A lifelong environmentalist, Richter hopes athletes can help depoliticize the issue of climate change in the United States. “I think there can be far more agreement on all of these things than we see in the public square,” he says. 

Since 2015, Save Pond Hockey has been engaging players on the issue and organizing outdoor fundraising tournaments in Finland and other parts of Europe, with proceeds benefiting local organizations working to stop climate change. “It’s all about fun climate action,” Baynes says, “which isn’t a term you hear a lot.” 

A group of tournament players playing hockey on an outdoor frozen pond
Save Pond Hockey tournaments, like this one in western Canada, are "all about fun climate action, which isn't a term you hear a lot," says the group's co-founder Steve Baynes. (Thorsten Gohl)

The group is now reaching out to organizations and tournaments, including the U.S. Pond Hockey Championships.
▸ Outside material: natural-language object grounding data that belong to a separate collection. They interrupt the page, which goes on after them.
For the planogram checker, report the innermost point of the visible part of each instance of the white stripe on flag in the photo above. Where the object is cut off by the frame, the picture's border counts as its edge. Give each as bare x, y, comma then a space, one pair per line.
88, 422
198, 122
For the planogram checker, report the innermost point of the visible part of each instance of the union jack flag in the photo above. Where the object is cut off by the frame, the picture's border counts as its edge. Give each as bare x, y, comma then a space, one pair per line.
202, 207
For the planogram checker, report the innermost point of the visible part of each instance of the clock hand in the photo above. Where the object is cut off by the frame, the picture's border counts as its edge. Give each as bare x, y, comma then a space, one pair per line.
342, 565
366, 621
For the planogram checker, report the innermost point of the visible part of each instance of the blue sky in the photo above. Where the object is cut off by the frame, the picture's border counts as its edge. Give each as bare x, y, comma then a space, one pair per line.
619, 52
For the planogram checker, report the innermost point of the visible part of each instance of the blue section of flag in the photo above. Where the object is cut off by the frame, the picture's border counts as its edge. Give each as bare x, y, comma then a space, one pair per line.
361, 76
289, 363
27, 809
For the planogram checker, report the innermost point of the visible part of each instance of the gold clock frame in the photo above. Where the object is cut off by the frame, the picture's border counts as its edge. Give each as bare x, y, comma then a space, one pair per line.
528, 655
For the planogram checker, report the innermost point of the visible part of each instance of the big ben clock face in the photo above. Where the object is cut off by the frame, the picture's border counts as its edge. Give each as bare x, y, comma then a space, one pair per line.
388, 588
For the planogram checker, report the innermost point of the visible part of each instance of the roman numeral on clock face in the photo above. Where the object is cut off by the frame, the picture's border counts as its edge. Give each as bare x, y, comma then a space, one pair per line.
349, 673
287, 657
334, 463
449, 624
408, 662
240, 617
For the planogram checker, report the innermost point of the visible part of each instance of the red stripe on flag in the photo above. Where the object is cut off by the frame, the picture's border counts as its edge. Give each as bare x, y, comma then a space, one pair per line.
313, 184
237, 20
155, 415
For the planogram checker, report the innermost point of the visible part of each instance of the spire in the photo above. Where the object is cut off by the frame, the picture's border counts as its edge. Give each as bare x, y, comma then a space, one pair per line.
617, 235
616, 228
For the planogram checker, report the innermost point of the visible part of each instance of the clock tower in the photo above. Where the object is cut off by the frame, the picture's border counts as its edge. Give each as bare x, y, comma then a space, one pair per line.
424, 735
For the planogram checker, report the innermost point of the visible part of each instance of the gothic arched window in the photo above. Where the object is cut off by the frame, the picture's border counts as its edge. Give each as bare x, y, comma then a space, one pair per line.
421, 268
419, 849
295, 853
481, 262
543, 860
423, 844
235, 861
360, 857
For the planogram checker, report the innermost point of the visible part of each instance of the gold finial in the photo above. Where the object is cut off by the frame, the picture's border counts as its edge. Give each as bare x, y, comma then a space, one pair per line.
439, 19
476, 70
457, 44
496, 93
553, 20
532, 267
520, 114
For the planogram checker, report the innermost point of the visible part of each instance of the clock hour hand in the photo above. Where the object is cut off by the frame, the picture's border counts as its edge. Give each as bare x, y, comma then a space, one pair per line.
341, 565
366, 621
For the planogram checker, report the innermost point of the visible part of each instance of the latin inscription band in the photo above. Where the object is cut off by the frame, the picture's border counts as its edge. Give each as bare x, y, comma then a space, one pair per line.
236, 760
Several players in the newly formed U.S.-Canadian Professional Women’s Hockey League have already signed up to get the word out. 

Says architect and former college goalie Shelly Pottorf, from Save Pond Hockey USA: “My hope is that we can create a big enough field of caring to clean up hockey’s own climate footprint. We can convert indoor rinks to net-zero. We have the technology.” Here she includes all-electric, ice-smoothing Zambonis, along with ice-making systems that use energy-efficient heat pumps and renewable energy. “But we need the will power. How do you get people to protect the thing they love?”

Even the NHL is getting involved. Two of the 32 arenas where NHL teams play — Climate Pledge Arena in Seattle and UBS Arena in Long Island, New York — are LEED-certified, meaning they meet certain green construction and operations criteria. The league is tracking and reducing its energy use, cutting travel-related carbon emissions, and, through its NHL Greener Rinks Initiative, partnering with some of the 4,800 indoor community rinks in the U.S. and Canada to help them reduce carbon pollution from their facilities.

Winters in Minnesota are getting warmer

Chris Williams plays hockey in a backyard rink he built
As Minnesota's winters warm, Chris Williams and his kids have fewer and fewer opportunities to skate on their backyard rink. (Courtesy of Christopher Williams)

One hundred years ago, the average temperature across the state of Minnesota in January was 0.2 degrees Fahrenheit, according to the National Oceanic and Atmospheric Administration. The month before, December 1923, the temperature averaged 22.7 degrees.

This winter, the December average reached 30 degrees, meaning part of the time the state was below the temperature at which water turns into ice and part of the month it was significantly above; January numbers are still being calculated. 

“I’m hoping it will freeze again,” Williams says. “Usually, we have my kids and all the neighbors’ kids come over. I was going to have my son’s hockey team over for a skating party.

“My two younger kids are 11 and almost 9,” he continues. “I’m constantly explaining to them the laws of physics. At 10 degrees, ice freezes much faster. At 30 degrees, it’s not going to freeze very fast at all.”